Several stories this morning about the planned enforcement of trespassing laws at the Gaithersburg shopping center:

From the Gazette:

Day labor site gets shut down
City police to begin trespass enforcement today
Wednesday, Sept. 20, 2006

Police this morning planned to begin enforcing trespassing laws at a Gaithersburg parking lot where day laborers have gathered to find work for three years.

Police said they expected that in most cases workers would be dispersed, not arrested.

An AP story, found at WTOP:

Gaithersburg Police to Enforce Law at Day Labor Site

GAITHERSBURG, Md. (AP) - Gaithersburg city police planned to enforce trespassing laws Wednesday morning at a shopping center where day laborers gather, a move that comes after efforts to find a permanent site for the workers fell through.

Police hoped to disperse the roughly 100 people who gather at the shopping center parking lot each morning to wait for potential employers, said Cpl. Randy Wagner, a spokesman for the Gaithersburg police.

Generally the AP story had it right, but I had two problems with it:

“Any time there has been an offer for property, it has been nixed,” said Kim Propeack of the National Capital Immigrant Coalition.

Yes, often by the worker advocates themselves.

Gaithersburg has rejected nearly 30 attempts to find a permanent facility. As a result, workers have gathered in informal groups, usually along heavily traveled Route 355.

This might be a bit less misleading if it said “Gaithersburg property owners have rejected nearly 30 attempts by the City government to lease space for a day laborer site”. It isn’t that the City hasn’t been trying, it’s that no one wants to have it on their property.

In the Washington Times,

Day laborers told to stay out of lot

By Keyonna Summers
THE WASHINGTON TIMES
September 20, 2006

Dozens of day laborers who have gathered for years in a Gaithersburg parking lot must find a new place to seek work beginning today because the lot’s owners have asked police to shut down the site.

The lot, owned by S&B Partnership, is at 117 North Frederick Ave. between a shopping complex and Grace United Methodist Church. Laborers had been allowed to loiter there daily until 9:30 a.m.

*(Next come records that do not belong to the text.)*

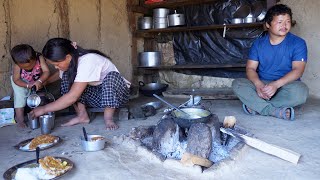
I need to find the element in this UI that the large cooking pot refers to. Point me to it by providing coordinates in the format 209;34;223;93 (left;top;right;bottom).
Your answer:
168;11;186;26
138;16;153;29
139;81;169;96
27;86;55;108
171;108;212;128
153;8;169;18
138;51;162;67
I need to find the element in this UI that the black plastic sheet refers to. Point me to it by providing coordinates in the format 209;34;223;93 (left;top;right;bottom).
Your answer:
173;0;263;78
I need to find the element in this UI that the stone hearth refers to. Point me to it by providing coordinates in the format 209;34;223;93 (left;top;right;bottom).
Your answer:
122;114;249;172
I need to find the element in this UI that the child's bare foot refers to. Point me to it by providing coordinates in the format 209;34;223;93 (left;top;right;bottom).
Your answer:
105;120;119;130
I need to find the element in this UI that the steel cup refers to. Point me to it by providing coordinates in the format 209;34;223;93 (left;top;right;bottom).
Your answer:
39;115;52;134
27;113;40;129
47;112;56;130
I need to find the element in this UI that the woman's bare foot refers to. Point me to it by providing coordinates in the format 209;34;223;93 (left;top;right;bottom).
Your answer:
105;120;119;130
103;107;119;130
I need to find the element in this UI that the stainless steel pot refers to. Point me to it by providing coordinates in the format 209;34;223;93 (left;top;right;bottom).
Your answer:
141;101;163;110
153;17;168;29
153;8;169;18
139;81;169;96
243;17;257;23
171;108;212;128
168;11;186;26
231;18;243;24
138;51;162;67
27;86;55;108
138;17;153;29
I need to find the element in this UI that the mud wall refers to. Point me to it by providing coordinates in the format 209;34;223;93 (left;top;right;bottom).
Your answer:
281;0;320;98
0;0;132;98
158;0;320;98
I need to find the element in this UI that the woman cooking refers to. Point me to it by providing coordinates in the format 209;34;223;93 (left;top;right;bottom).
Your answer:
31;38;130;130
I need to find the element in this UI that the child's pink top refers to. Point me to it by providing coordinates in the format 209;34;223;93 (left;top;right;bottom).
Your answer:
20;57;42;83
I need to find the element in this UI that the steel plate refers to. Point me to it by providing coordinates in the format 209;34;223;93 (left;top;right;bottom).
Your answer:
13;136;62;152
3;157;74;180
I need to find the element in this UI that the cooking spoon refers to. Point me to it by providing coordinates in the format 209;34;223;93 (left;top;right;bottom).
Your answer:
82;127;88;141
153;94;201;119
36;147;40;164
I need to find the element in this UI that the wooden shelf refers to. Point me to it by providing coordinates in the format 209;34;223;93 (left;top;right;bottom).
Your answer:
133;22;264;37
137;64;246;70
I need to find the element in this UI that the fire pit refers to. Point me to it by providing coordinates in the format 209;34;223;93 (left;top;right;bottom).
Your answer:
129;114;248;168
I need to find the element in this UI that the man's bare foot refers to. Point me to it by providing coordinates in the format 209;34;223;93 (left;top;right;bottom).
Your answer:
105;120;119;130
61;116;90;126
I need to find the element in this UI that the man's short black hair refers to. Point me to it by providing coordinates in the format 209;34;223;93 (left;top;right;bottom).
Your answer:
265;4;292;25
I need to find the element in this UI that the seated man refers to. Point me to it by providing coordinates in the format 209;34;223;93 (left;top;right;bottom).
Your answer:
232;4;309;120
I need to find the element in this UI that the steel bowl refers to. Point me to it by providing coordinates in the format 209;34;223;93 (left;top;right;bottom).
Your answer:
80;135;106;151
172;108;212;128
231;18;243;24
138;51;162;67
153;8;169;18
139;81;169;97
138;16;153;29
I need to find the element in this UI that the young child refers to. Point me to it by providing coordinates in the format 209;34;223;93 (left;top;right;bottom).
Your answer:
10;44;50;128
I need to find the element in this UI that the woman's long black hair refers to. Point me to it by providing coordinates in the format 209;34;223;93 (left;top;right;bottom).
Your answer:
42;38;109;86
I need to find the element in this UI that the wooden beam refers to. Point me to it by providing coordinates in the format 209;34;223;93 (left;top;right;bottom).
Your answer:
220;128;301;164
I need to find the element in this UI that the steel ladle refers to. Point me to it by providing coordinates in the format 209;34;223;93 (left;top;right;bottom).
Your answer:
153;94;201;119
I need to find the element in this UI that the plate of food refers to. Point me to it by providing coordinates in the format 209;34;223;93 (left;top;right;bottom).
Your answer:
13;134;61;152
3;156;74;180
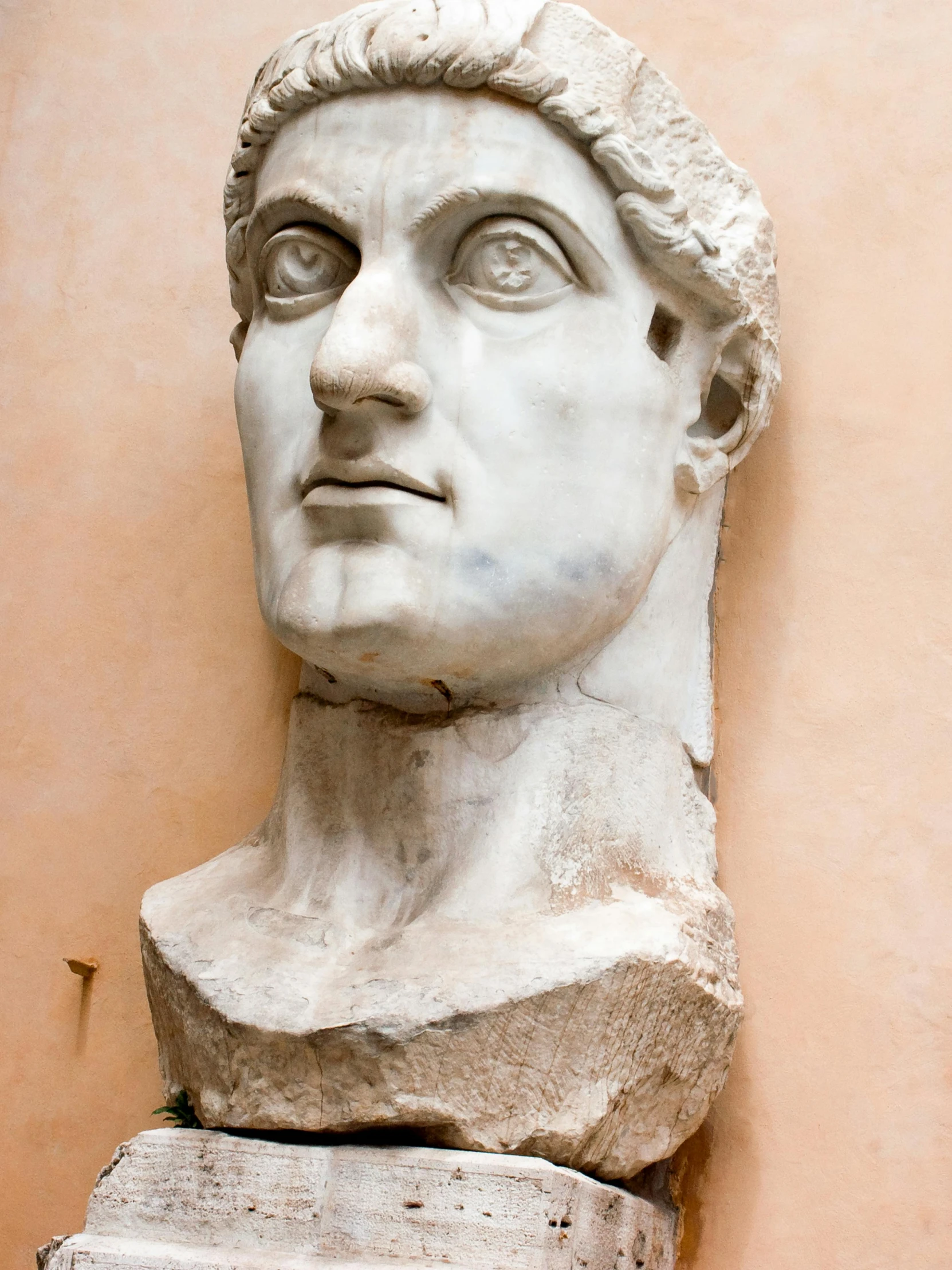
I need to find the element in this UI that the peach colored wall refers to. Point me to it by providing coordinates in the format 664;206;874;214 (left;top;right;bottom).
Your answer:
0;0;952;1270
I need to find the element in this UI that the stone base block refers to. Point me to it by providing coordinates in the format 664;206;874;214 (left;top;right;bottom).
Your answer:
38;1129;674;1270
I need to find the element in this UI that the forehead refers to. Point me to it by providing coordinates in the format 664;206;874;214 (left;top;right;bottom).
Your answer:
255;87;619;240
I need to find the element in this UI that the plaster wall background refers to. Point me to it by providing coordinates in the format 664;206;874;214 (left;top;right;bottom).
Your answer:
0;0;952;1270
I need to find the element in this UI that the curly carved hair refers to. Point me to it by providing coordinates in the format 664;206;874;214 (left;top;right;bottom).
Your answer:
225;0;780;466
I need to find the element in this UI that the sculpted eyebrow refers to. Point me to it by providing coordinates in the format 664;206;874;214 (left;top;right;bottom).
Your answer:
247;189;349;239
410;186;607;274
410;186;482;233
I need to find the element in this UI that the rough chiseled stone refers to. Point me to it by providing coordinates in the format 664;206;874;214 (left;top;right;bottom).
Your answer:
41;1129;674;1270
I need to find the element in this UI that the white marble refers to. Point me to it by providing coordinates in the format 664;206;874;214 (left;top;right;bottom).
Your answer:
40;1129;674;1270
142;0;778;1178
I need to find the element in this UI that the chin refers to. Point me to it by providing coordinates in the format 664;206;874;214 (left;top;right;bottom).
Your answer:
273;542;428;665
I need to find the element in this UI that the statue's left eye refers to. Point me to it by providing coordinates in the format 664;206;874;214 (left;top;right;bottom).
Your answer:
447;216;575;310
259;225;360;316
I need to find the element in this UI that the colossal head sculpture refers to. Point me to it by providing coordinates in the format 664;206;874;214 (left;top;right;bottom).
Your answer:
143;0;778;1178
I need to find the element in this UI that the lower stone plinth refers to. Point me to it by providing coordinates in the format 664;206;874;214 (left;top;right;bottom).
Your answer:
38;1129;674;1270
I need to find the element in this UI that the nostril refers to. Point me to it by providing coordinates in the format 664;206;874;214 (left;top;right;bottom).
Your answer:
354;393;404;410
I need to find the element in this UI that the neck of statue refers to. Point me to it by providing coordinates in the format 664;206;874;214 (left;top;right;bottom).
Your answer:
255;692;710;942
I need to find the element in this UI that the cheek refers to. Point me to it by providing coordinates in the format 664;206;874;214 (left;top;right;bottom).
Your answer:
459;302;678;569
235;315;326;495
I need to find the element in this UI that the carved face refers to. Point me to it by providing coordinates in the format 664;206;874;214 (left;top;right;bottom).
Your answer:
235;88;713;709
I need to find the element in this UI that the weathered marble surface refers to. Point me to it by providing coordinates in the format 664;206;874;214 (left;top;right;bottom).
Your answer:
142;0;778;1178
40;1129;674;1270
142;696;741;1178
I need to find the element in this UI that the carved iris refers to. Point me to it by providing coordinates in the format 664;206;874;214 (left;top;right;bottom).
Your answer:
260;225;360;318
447;216;575;310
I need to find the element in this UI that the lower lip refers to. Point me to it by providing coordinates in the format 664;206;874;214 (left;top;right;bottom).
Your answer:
304;485;436;507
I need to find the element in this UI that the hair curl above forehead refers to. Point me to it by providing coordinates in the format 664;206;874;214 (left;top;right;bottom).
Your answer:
225;0;780;465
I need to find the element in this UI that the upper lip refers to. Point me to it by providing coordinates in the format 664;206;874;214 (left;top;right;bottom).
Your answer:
301;458;447;503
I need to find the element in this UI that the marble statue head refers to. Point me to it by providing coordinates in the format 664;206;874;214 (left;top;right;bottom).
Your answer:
142;0;777;1168
225;0;777;742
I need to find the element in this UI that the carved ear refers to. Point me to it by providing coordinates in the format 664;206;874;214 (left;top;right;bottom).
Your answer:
674;331;750;494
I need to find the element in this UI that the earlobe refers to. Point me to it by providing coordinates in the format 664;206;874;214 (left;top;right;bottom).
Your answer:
674;434;730;494
674;333;749;494
229;322;247;362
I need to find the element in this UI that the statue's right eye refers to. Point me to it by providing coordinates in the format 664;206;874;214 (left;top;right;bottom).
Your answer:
259;225;360;318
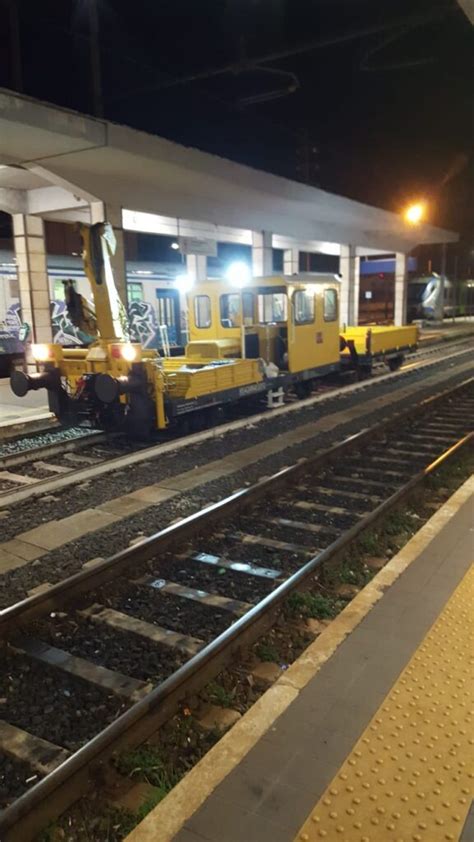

“Residents said that the people who gathered in the lot were wandering around the neighborhood [and that] they had safety concerns, that people were urinating in their yards,” said Paul Meehan, the lot’s property manager. “We’d like to be good neighbors to the neighborhood, and we’d like to work as best as we can with the city.”

The times story makes the problem more clear:

Since then, about 30 property owners have blocked the plan by refusing to lease space for a center, and residents have complained that two other potential sites for the center were too close to homes and schools.

Channel 4 has video and a story:

Gaithersburg Day Laborers Face Arrest
Police Ask News Crews To Move

[…text from AP story…]

Police even approached news crews on the parking lot Wednesday morning and asked them to leave, NBC4 reporter Tracee Wilkins said.

Channel 7 and Channel 9 are both carrying the AP story, and the Washington Post doesn’t get it.